第542章 航海之勇(2/2)
何况这回要得罪的,是手握生杀丶连内阁都得看眼色行事的沈凡?
于是只在风头初起时,轻描淡写递了份不痛不痒的摺子;此后便乾脆称病闭门,装聋作哑,连府门都不出一步。
相较之下,吏部尚书陈一鸣更是彻底袖手旁观。
乡亭制推行四十日,他眼皮都没抬一下,只当耳旁刮过一阵风。
他自己既无女儿入宫为妃,门下也无多少实权干吏,何必主动往火堆里凑?真要忙活起来,反倒稀罕了。
户部尚书朱开山虽是外戚,又是朝中一股不容小觑的势力,却也学着郑永基的模样,冷眼旁观,不置一词。
而风暴正中心的沈凡,在做什麽?
此刻他正蹲在火器局工坊里,挽着袖子,跟一群匠人围着刚出炉的燧发枪反覆调试。
大周尚未迈入工业化,但全国精挑细选的巧匠加上重金聘来的欧洲技师合力攻关,造几杆样枪,根本不在话下。
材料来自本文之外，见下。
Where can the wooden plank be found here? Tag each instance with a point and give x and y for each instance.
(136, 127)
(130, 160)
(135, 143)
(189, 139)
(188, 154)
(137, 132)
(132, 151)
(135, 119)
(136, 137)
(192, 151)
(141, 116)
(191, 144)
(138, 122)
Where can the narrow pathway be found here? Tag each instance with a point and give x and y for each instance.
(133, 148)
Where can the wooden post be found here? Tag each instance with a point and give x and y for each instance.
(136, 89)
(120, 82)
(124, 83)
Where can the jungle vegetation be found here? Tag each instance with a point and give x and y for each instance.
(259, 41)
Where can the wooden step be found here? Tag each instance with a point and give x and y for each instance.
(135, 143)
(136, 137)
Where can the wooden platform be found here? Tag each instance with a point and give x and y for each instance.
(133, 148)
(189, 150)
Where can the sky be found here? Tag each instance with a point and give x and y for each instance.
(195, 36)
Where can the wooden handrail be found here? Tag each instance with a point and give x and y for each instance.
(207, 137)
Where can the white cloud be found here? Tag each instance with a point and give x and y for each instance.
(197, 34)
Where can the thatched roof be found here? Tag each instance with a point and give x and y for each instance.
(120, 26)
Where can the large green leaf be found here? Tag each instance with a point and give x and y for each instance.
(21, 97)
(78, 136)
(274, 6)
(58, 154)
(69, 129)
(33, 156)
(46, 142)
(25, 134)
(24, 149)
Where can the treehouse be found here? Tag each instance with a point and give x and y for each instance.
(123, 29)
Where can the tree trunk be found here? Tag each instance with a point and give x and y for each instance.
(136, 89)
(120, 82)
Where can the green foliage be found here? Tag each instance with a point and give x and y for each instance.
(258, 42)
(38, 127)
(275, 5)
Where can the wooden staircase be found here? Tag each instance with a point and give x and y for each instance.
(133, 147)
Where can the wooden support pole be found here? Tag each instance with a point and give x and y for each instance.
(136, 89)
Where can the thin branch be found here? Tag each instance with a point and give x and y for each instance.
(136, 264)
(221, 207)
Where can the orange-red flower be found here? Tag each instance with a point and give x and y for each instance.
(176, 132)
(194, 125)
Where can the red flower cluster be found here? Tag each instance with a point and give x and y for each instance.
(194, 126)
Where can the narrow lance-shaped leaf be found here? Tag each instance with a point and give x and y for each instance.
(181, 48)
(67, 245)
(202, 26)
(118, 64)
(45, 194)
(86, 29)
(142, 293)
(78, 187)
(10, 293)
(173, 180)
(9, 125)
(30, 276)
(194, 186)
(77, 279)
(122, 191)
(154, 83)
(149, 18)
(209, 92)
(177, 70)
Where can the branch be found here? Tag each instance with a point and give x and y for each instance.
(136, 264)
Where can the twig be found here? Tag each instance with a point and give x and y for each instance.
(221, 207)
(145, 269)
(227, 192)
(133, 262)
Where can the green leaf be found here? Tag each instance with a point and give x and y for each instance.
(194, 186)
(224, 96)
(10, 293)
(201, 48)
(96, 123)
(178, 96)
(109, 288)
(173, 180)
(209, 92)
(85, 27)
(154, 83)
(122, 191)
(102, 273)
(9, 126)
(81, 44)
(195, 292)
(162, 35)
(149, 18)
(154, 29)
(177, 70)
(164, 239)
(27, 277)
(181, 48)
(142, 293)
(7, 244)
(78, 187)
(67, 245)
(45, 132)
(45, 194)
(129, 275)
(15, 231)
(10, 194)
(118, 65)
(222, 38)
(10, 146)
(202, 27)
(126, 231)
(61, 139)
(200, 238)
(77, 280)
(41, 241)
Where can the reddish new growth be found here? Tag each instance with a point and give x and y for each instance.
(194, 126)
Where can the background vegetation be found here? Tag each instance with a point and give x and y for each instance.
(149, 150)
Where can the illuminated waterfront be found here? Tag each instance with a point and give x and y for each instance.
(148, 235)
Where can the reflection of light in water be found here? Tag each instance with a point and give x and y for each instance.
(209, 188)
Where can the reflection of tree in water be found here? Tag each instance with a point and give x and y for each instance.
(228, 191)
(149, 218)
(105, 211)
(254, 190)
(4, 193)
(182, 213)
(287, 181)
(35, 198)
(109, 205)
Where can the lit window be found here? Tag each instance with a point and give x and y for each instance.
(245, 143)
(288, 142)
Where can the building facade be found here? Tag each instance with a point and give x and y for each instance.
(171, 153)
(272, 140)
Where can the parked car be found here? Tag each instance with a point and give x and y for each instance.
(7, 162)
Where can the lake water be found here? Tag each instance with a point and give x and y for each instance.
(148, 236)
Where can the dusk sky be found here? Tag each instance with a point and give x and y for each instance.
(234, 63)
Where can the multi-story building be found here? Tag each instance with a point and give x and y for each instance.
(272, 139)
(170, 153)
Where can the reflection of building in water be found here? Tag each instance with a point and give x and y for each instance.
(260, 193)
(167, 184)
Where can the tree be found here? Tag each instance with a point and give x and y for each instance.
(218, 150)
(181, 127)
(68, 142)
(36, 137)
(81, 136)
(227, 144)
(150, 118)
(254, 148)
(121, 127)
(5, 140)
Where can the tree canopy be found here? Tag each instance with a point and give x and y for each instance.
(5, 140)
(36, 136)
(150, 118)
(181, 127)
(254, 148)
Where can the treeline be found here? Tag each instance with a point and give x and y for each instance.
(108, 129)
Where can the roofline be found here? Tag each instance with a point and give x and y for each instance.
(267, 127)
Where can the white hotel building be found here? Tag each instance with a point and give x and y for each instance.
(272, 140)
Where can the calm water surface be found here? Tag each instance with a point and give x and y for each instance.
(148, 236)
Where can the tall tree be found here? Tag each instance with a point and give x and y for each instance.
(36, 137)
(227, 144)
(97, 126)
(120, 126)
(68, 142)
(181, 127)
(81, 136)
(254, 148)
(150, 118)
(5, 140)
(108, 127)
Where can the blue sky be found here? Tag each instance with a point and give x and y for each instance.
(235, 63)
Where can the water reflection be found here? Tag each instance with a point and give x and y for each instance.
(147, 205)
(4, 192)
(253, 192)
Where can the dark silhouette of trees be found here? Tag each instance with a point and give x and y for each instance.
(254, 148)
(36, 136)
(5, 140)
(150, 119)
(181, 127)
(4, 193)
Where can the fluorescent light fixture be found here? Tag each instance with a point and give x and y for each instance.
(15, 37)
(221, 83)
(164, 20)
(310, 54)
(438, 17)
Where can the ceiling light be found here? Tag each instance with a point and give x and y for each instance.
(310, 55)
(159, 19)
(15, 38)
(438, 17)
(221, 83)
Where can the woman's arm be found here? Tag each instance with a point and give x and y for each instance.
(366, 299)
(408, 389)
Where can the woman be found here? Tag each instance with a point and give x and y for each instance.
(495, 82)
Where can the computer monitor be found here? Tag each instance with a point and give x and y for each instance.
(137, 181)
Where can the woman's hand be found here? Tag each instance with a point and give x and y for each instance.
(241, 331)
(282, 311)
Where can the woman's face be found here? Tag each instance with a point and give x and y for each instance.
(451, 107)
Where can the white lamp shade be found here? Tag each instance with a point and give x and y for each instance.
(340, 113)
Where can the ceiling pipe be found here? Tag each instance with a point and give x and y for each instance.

火绳枪早已量产多年,燧发枪虽比它多几道精密工序,可技术鸿沟远没到不可逾越的地步——差的只是火候丶耐心和一点点运气。
砰!砰!砰!
一名校尉连续扣动扳机十馀次,百步之外的靶心却连个弹孔都没有。
沈凡眉峰微蹙,指尖在枪管上轻轻一叩。
旋即又松了口气——毕竟眼下全是试制品,未定型丶未校准,精度差些情有可原。
可若将来批量列装,还这般脱靶,那这支新军怕是连鸟铳营都比不上。
「再调!」沈凡转身对身旁工匠沉声道,「把每一道工序拆开查,谁经的手丶哪个环节松了劲,全给我刨出来。给你们三十天。」
「三十天后,若还是这等水准——」他顿了顿,目光扫过一众匠人,包括那些金发碧眼的欧洲面孔,「脑袋,就别想留在脖子上了。」
这话,既是押给大周匠人的,也是敲给洋匠听的。
压力之下才有突破,这是沈凡一贯的法子。
逼他们抢在时限内交出能用丶好用丶打得准的燧发枪,将士们才能尽快换装丶实操丶成军。
当然,若真到了deadline还拿不出东西,他也真会砍人。
不分籍贯,不论出身,刀锋之下,一视同仁。
在他治下,就得守他的规矩。
况且,就算砍几个洋匠,满朝文武也挑不出错来——
在大周百姓眼里,欧罗巴不过是披着皮毛丶嚼着生肉的化外之邦。
就连沈凡自己,也是这麽看的。
因为彼辈唯一拿得出手的,只有几样奇技淫巧。
至于政体丶律法丶治理之道?欧洲各国仍由世袭贵族把持朝纲,哪有什麽真正意义上的文官体系?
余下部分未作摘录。